Let $AQ=x$, $AP=y$ and $l=1$.

Thus, $$PQ=\sqrt{x^2-xy+y^2},$$ $$PC=\sqrt{y^2-y+1}$$ and $$BQ=\sqrt{x^2-x+1}$$ and we need to prove that $$\sqrt{x^2-xy+y^2}+\sqrt{x^2-x+1}+\sqrt{y^2-y+1}\geq2.$$ Now, by Minkowwski $$\sqrt{x^2-x+1}+\sqrt{y^2-y+1}=\sqrt{\left(x-\frac{1}{2}\right)^2+\frac{3}{4}}+\sqrt{\left(y-\frac{1}{2}\right)^2+\frac{3}{4}}\geq$$ $$\geq\sqrt{\left(x-\frac{1}{2}+y-\frac{1}{2}\right)^2+\left(\frac{\sqrt3}{2}+\frac{\sqrt3}{2}\right)^2}=\sqrt{(x+y-1)^2+3}$$ and $$\sqrt{x^2-xy+y^2}\geq\frac{x+y}{2}.$$ Let $x+y=2a$.

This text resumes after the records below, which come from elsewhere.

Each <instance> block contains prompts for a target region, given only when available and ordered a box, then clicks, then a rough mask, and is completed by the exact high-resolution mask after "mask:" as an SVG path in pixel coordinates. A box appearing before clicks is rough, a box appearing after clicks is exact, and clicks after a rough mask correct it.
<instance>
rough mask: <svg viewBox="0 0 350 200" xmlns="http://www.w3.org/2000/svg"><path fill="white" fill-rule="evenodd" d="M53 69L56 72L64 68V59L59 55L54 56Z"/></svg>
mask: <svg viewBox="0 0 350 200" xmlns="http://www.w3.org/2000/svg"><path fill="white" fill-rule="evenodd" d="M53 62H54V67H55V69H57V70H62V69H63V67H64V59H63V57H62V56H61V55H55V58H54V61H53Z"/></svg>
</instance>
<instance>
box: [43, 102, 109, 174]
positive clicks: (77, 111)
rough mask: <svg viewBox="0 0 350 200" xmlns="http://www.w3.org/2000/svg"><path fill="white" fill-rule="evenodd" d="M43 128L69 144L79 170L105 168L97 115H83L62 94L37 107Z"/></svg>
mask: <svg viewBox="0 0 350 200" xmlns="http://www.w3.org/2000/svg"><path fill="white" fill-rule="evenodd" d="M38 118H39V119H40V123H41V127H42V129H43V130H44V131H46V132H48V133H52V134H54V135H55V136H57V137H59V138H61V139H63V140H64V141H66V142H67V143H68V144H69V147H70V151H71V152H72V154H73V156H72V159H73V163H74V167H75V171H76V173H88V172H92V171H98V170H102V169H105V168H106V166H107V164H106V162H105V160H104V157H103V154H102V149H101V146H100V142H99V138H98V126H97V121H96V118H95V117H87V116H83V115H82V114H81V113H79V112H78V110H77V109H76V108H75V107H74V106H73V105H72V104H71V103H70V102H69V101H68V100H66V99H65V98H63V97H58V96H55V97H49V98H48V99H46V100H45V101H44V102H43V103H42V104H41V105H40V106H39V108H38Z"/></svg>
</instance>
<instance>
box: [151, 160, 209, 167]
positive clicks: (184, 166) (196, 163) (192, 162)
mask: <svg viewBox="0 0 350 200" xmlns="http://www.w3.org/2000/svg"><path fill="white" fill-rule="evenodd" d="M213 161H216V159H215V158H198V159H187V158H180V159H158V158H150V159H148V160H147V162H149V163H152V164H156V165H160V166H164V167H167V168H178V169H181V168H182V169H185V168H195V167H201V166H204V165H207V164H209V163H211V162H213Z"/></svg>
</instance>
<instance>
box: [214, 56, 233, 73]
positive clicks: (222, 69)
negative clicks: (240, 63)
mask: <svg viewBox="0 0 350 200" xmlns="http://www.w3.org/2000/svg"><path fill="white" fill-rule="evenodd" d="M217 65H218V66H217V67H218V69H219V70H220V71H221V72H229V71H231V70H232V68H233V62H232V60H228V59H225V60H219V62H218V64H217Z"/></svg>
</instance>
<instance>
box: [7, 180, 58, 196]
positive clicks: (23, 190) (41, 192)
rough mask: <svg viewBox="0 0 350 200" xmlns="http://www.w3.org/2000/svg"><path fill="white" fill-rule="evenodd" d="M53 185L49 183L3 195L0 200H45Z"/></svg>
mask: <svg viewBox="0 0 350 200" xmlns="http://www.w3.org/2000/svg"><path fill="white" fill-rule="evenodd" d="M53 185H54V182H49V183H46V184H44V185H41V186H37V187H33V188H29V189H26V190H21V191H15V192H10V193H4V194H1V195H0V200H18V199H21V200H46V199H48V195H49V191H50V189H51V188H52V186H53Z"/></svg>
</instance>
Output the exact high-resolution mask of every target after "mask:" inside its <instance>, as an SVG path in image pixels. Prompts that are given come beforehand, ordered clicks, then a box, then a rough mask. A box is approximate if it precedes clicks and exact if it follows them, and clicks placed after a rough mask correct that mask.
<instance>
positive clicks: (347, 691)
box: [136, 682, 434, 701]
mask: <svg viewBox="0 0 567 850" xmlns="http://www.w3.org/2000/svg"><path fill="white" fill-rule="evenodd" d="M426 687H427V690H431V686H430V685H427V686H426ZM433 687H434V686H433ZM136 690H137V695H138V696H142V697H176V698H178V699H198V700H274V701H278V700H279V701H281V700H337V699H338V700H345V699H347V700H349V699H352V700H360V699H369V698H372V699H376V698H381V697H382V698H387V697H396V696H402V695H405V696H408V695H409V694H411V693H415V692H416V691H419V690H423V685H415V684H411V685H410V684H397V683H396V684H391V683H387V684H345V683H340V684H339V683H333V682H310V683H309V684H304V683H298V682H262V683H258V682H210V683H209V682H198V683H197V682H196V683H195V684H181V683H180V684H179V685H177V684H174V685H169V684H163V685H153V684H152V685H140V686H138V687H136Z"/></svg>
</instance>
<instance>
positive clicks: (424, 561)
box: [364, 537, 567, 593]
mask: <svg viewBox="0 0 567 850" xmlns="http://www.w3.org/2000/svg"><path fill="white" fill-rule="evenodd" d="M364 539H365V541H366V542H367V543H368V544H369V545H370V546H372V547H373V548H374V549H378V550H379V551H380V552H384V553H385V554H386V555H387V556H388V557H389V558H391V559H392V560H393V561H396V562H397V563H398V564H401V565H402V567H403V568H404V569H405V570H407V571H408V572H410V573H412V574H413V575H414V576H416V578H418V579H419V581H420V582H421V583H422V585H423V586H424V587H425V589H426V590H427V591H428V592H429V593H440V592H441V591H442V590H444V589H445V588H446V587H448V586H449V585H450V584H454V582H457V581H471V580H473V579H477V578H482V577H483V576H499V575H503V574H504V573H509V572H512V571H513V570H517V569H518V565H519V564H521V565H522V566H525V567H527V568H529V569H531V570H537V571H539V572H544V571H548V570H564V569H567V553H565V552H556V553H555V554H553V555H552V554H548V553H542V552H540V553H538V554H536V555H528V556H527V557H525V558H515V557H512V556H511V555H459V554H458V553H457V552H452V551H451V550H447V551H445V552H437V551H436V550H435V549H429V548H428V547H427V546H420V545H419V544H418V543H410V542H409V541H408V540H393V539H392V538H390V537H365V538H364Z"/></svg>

Hence, $a\leq1$ and we need to prove that $$a+\sqrt{(2a-1)^2+3}\geq2$$ or $$\sqrt{4a^2-4a+4}\geq2-a$$ or $$4a^2-4a+4\geq a^2-4a+4,$$ which is obvious.

Done!

By my solution easy to make a geometric proof.